If x = y = z, then you have x^3 = 6x^2 or x = 6.
so those are two solutions. for the rest, use lagrange multipliers.
Adrian Ortiz
Now, The next thing is to equate two edges while holding the third unequal. We may as well say that
[math] a = b \rightarrow V = a^{2}c \;\; ; \;\; A = 2(a^2 + 2ac) [/math]
so that, again assuming nonzero a=b,
[math] a(c-2) = 4c [/math]
We thus arrive at a very useful and straightforward form where a little bruteforcing makes total sense given the circumstances. Inspecting c = 0-10 with regard to this form yields the following, in order:
0 a=0 1 a=-4 2 0=8 3 a=12 4 a=8 5 a not integral 6 a=6 7 a not integral 8 a not integral 9 a not integral 10 a = 5
The above information merely reproduces the trivial zero case, the degenerate case involving negatives, a contradiction, a previously unmentioned case, a case now mentioned twice, various contradictions which require that a is not an integer, much less natural, a reproduction of the cubic case, and finally the (5,5,10) case already mentioned.

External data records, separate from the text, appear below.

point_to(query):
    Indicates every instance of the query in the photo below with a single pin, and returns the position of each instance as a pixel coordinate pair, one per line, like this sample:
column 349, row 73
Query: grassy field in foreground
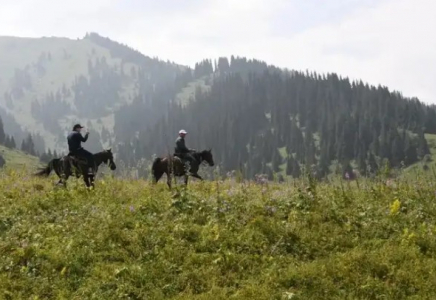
column 217, row 240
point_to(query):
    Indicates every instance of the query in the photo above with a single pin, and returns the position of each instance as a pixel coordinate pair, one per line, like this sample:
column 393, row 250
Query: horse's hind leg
column 157, row 176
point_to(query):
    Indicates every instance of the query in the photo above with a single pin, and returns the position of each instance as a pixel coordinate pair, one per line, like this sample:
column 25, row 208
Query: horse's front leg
column 86, row 179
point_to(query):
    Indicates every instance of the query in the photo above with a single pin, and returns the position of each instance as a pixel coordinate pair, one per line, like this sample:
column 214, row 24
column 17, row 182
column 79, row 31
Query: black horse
column 66, row 166
column 173, row 165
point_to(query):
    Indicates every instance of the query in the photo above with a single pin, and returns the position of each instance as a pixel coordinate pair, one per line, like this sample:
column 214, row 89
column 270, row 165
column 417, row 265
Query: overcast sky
column 388, row 42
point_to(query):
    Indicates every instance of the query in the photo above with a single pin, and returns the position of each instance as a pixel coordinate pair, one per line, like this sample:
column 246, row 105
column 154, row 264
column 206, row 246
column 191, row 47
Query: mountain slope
column 274, row 121
column 257, row 118
column 16, row 159
column 47, row 84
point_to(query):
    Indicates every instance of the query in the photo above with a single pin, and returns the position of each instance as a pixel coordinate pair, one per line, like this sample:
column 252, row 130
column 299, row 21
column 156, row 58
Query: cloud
column 388, row 42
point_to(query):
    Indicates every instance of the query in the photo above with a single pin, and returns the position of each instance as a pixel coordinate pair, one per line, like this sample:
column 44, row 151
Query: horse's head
column 108, row 159
column 207, row 156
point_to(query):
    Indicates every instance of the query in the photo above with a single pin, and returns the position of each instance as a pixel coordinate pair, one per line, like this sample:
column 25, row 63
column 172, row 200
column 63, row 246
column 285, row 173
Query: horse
column 66, row 166
column 173, row 165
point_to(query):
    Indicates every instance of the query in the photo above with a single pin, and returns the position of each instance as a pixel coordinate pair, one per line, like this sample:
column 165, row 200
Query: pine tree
column 289, row 165
column 2, row 133
column 2, row 161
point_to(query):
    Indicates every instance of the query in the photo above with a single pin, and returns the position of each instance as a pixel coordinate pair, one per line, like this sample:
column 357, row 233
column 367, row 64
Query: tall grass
column 217, row 240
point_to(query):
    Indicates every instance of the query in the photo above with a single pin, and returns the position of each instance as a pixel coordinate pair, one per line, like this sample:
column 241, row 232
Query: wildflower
column 271, row 209
column 395, row 207
column 261, row 178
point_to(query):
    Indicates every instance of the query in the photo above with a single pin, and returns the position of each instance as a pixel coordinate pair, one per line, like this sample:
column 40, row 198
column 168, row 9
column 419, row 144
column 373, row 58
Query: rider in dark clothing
column 75, row 148
column 181, row 150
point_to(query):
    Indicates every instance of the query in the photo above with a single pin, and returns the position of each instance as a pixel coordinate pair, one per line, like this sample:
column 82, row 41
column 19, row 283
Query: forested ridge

After this little jaunt, brute force stops making sense, and one should like to generally describe cases. Clearly situations leading to the case when a is not an integer are "out" yet it seems that pushing this a bit further should lead to most of what the OP has advertised as the ten "really distinct" solutions (the above poster distinguishes between cases, so for him there is some larger, equivalent combinatorial count, assuming the OP's claim is correct).
Josiah Miller
Still, playing with (varying) a would still seem to make sense, and does yield a few degenerate cases with negative components worth mentioning, in addition to contradictions and analogous reiterations of the above.
So far I count these, being trivial (zero), degenerate (having negative components) and nontrivial:
(0,0,0)
(-4,-4,1) (2,2,-1) (3,3,-6)
(6,6,6) (5,5,10) (8,8,4) (12,12,3)
and the (3,5,10) solution (emphasis that the word solution is not plural) mentioned by another user, not to mention the other bits mentioned by a later user.
Alexander Sullivan
(3,10,15), excuse me.
Nathan Roberts
They said Matlab wasn't useful
Justin Adams
I'm an idiot but I got 12x1x3
Jonathan Howard
2(ab+bc+ca)=abc, ab(c-2)=2c(b+a) c=3, ab=6(b+a), b(a-6)=6a, b=2*3a/(a-6) or letting a=a-6 b=6(a+6)/a For a = 1-4, 6, 9, 12, 18, 36 we get natural b. c=4 then ab=4(b+a) or b=4(a+4)/a a = 1,2,4,8 c=5 then 3ab=10(b+a), b=10a/(3a-10) a = 5 So, I have (7,42,3), (8,24,3), (9,18,3), (10,15,3), (12,12,3), (5,20,4), (6,12,4), (4,8,4), (5,10,5), (6,6,6)
Jaxson Nelson
OP here. Goddammit, I knew I would overlook some important detail. I should have specified that the rectangular prism must have positive, non-zero lengths for the sides. And I should have said that the order in which the sides are listed doesn't matter (in other words, "8,8,4" is functionally the same as "4,8,8"
But anyways, the award goes to: and The second answer is more thorough, but there is a mistake / typo regarding "4,4,8". But congratulations nonetheless! You have mentally slaughtered the other posters, and have earned your rank as the smartest posters here (at least for the next 24 hours, until the next puzzle is posted).